For the uninitiated, Duality SVN is a Subversion (SVN) frontend written in Python and PyQt for the SVN commandline tools. One of its goals is to provide a UI streamlined for optimal service of daily client-side version control workflows, making it easier and faster to concentrate on your core activites instead, be it developing code, writing documentation, or working on art projects.
The other (and original founding goal) was to provide a branch management workflow non-reliant on SVN's slow and fickle "merge" tools, which were a significant barrier to successful branch management for many users.
Features provided by Duality SVN in the current release:
- Streamlined GUI and hotkey access for daily development/version-control work - Update, Commit, Add/Delete, Revert, Mark Conflicts as Resolved
- "Status list" with coloured status indicators and ability to selectively operate on chosen files only
- Versioned files can be locally ignored (i.e. not shown in status reports or for commits) as "local modifications"

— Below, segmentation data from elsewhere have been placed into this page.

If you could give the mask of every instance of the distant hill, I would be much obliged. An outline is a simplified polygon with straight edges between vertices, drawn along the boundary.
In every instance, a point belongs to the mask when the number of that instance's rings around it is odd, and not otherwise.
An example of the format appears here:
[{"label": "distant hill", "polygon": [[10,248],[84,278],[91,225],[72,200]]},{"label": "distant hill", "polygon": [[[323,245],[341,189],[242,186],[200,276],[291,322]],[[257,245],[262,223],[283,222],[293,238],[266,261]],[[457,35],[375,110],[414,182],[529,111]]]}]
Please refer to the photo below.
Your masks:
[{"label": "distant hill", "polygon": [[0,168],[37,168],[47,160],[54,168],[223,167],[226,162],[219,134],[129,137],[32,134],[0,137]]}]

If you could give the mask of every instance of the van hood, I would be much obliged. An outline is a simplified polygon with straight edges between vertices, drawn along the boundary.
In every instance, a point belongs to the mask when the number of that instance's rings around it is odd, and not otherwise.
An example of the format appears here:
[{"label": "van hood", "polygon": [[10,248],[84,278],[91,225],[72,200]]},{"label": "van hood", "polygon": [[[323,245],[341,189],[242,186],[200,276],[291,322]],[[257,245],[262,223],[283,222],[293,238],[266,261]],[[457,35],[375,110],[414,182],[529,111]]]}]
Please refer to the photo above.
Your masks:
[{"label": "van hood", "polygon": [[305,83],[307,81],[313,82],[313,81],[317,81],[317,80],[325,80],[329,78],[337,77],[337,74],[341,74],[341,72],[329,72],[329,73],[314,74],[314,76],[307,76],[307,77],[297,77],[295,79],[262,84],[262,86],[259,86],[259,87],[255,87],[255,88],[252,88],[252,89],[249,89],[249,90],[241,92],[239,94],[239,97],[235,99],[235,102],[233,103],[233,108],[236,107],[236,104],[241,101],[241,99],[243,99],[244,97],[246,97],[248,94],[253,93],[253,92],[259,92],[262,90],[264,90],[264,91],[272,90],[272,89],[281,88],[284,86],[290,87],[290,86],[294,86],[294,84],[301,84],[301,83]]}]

- Commit log editor with ability to load and save commit logs from user-specified files, as well as functional word-wrapping facilities
- Prior to committing, any files with invalid statuses have these issues automatically rectified
- Checkout sources from repository and set up new project for these
- Create new project for existing checkouts
- Branching support - The creation of new branches is not yet complete in this initial release and hasn't been tested yet, but may be somewhat functional at this stage already. Use with caution.
- This was originally earmarked as a launch-day feature, although this will now be completed in a future release (hopefully not too far away).
- Viewing change logs
- Nice coloured display of diffs
- Creating Patches
- Apply Patches - This is somewhat complicated, and may require the inclusion of foreign components (or yet another homebrew solution!). We'll see...
So, without further ado, some links!
Install Instructions: http://code.google.com/p/dualitysvn/wiki/Install_SysReqs
This is the first time I've managed a full software release cycle myself, so apologies in advance if there are hiccups.